Saturday, 27 February 2010

What’s wrong with Average?

“I'm average looking and I'm average inside. I'm an average lover and I live in an average place. You wouldn't know me if you met me face to face. I'm just your average guy.”

These few lines taken from a song by Lou Reed are about being average. We use averages all the time. To name a few, your IQ-score, the batting average of your favourite baseball player, the average time to complete a project. When creating next year’s business plan the expected future revenue is used, the expected budget requirements also. In a cross dock the average productivity of the floor workers is used to estimate the processing times to unload or load the trucks. Plans based on averages however are below projection, behind schedule and beyond budget. That is because of Jensen’s inequality. When using averages for input of the plans or models, we expect to get the average outcome. That holds in only a few cases in practice. The numbers that we average are actually random numbers, for example the duration of unloading a truck. In plans we do not use all possible outcomes of the random variable but use the average for simplicity instead, not realizing that we are possibly making a big mistake. Sam Savage calls it The Flaw of Averages.
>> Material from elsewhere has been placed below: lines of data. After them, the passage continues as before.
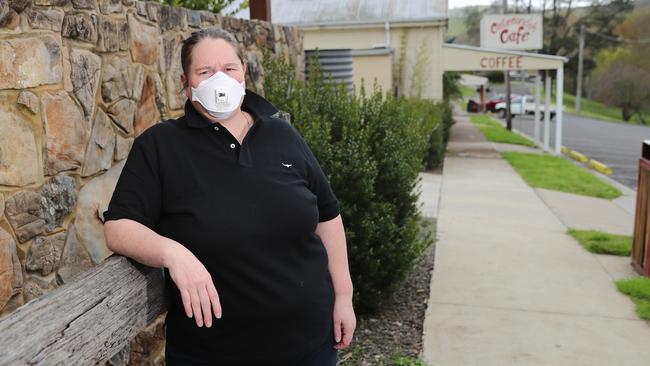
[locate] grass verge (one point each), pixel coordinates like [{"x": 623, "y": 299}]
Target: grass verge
[
  {"x": 353, "y": 356},
  {"x": 603, "y": 243},
  {"x": 495, "y": 132},
  {"x": 594, "y": 109},
  {"x": 638, "y": 289},
  {"x": 559, "y": 174}
]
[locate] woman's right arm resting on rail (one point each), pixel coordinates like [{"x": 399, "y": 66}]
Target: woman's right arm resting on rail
[
  {"x": 153, "y": 250},
  {"x": 134, "y": 240}
]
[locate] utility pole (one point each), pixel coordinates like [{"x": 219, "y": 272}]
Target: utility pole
[
  {"x": 579, "y": 76},
  {"x": 506, "y": 79}
]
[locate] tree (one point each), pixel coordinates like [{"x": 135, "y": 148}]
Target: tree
[
  {"x": 215, "y": 6},
  {"x": 624, "y": 85},
  {"x": 635, "y": 30}
]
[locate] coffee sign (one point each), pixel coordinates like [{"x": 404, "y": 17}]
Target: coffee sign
[{"x": 512, "y": 31}]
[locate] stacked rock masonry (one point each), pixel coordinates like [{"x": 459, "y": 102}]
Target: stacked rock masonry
[{"x": 79, "y": 80}]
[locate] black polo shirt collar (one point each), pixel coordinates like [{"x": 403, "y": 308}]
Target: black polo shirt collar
[{"x": 253, "y": 104}]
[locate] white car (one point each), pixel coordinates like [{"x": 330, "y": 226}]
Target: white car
[{"x": 523, "y": 105}]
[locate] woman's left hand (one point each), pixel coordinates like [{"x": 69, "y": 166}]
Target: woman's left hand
[{"x": 345, "y": 321}]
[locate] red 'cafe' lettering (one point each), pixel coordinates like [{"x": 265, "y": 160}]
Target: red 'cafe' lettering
[{"x": 501, "y": 62}]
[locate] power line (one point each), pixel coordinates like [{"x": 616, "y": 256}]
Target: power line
[{"x": 618, "y": 39}]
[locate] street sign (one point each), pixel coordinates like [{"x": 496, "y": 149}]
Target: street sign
[{"x": 512, "y": 31}]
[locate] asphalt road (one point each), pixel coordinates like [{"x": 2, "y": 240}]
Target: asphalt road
[{"x": 616, "y": 144}]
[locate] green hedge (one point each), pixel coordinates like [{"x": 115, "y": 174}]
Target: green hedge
[{"x": 372, "y": 147}]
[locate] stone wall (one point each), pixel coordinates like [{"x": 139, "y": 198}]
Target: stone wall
[{"x": 79, "y": 79}]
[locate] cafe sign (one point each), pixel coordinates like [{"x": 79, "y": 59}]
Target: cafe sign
[{"x": 512, "y": 31}]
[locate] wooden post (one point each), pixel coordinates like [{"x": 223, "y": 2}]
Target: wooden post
[
  {"x": 261, "y": 9},
  {"x": 87, "y": 320}
]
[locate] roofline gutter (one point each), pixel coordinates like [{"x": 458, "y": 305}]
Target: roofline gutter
[
  {"x": 355, "y": 24},
  {"x": 509, "y": 52}
]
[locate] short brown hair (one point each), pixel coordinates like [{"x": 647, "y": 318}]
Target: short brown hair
[{"x": 196, "y": 36}]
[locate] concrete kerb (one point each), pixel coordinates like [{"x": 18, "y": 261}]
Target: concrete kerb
[{"x": 596, "y": 165}]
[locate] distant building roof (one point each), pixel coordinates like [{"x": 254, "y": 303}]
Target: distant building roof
[{"x": 321, "y": 12}]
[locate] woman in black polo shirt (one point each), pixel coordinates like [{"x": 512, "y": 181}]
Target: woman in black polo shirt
[{"x": 232, "y": 203}]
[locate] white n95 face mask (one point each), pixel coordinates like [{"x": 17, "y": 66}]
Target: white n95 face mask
[{"x": 219, "y": 94}]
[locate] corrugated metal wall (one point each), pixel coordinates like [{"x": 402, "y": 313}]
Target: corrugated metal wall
[{"x": 336, "y": 64}]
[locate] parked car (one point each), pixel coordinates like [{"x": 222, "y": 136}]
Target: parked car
[
  {"x": 491, "y": 104},
  {"x": 523, "y": 105}
]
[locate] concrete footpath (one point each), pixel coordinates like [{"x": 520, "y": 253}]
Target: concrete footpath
[{"x": 509, "y": 286}]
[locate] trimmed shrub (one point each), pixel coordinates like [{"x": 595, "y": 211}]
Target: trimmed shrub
[{"x": 372, "y": 147}]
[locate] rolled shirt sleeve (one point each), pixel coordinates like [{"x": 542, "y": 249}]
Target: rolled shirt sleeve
[
  {"x": 137, "y": 194},
  {"x": 328, "y": 204}
]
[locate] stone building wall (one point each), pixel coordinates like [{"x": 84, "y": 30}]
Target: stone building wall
[{"x": 79, "y": 79}]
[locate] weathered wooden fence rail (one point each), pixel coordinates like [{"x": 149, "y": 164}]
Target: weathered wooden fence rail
[{"x": 87, "y": 320}]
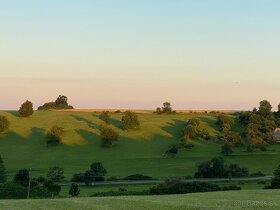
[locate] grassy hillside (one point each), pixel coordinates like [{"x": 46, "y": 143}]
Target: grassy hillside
[
  {"x": 249, "y": 200},
  {"x": 137, "y": 151}
]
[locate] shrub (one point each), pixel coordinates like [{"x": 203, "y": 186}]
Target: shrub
[
  {"x": 60, "y": 103},
  {"x": 79, "y": 177},
  {"x": 26, "y": 109},
  {"x": 11, "y": 190},
  {"x": 216, "y": 168},
  {"x": 138, "y": 177},
  {"x": 130, "y": 120},
  {"x": 52, "y": 187},
  {"x": 172, "y": 150},
  {"x": 108, "y": 135},
  {"x": 180, "y": 187},
  {"x": 74, "y": 190},
  {"x": 54, "y": 136},
  {"x": 22, "y": 177},
  {"x": 96, "y": 173},
  {"x": 4, "y": 124},
  {"x": 225, "y": 123},
  {"x": 3, "y": 174},
  {"x": 55, "y": 174},
  {"x": 40, "y": 179},
  {"x": 105, "y": 116},
  {"x": 226, "y": 149},
  {"x": 275, "y": 182}
]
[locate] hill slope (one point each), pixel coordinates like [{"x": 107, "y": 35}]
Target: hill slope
[
  {"x": 249, "y": 200},
  {"x": 138, "y": 151}
]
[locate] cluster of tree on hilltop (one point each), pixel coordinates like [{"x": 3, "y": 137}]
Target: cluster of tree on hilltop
[{"x": 60, "y": 103}]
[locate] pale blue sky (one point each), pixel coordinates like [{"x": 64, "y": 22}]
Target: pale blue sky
[{"x": 200, "y": 54}]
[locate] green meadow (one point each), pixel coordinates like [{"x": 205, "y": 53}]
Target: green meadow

One of the examples he uses to explain the flaw is the drunk on the highway. The state of the drunk at his average position is alive, but the average state of the drunk is dead.

More and more companies and government agencies are aware of the value that analytics can bring them. With the availability of Excel doing your own bit of analytics is easy. I agree, Excel is helpful, but like any other tool in inexperienced hands, things can go wrong easily, especially when averages come to play. It is also an area where I come across the flaw of averages a lot. To give you an example, picture a cross dock operation. Trucks will arrive at a certain moment in time. The trucks will be unloaded; the material in the truck will be processed (like sorting or repacking) and loaded on trucks again leaving towards the next destination. The question that the cross dock manager has is how many floor workers he needs to process all the goods passing thru in such a way that all trucks can leave on time again. He start’s up Excel and puts in the scheduled arrival and departure times of the trucks. That was the easy part, although he knows that the trucks from the north arrive on average 10 minutes late. Next question to answer is how much time is required to offload or load a truck. Actually there are two questions; first the volume on the truck is required, next to it the number of items a floor worker can take out, sort and put into the next truck per hour. The cross dock manager does some fact finding and comes up with an average volume per truck and an average productivity for the floor workers. Using the averages he calculates the amount of floor workers required, easy.

After a few weeks the cross dock manager is not that satisfied. His customers complain that the trucks are leaving to late half the time, suggesting that that there are not enough floor workers. The manager has no clue on what is wrong. When he goes out to verify the numbers he used to calculate the number of floor workers, he finds the same averages on volume and productivity. Surely he has become a victim of the flaw of averages. To see why, for simplicity assume that all the trucks arrive at the same time and leave at the same time. Also assume a sort window (the time between trucks arriving and departing) of 1 hour. Also assume that the volume in the trucks is fixed at 100 items. What is left is the productivity of the workers. Assume that a worker can on average unload, sort and load 10 items per hour. Then, on average, 50 workers are required to process the freight of 5 trucks.
Now think of this, the floor workers productivity is on average 50, but not all floor workers will have that productivity all the time. Some will work faster, others slower, due to many reasons. When a floor worker has a lower productivity he will need more time to process the items from the truck and therefore the truck will leave behind schedule. A small Monte Carlo experiment shows the impact of a 10% variation of productivity.

As you can see, the required number of floor workers runs from 40 up to 75. The average number required workers is still 50, but the variation in productivity results in shortages nearly half the time, resulting in unsatisfied customers (and the manager’s headache). To help him a little assuring that in 95% of time he has enough floor workers, he should hire 60 workers. I left out the actual arrival times of the trucks and the actual number of items on the trucks, these will complicate the analysis, but with the use of Monte Carlo analysis these dynamics can be modelled with ease. So instead of using just an average, use all the information you have. This will lead to better plans, and fewer headaches.

Nothing wrong with being an average floor worker, but plans based on average assumptions are wrong on average!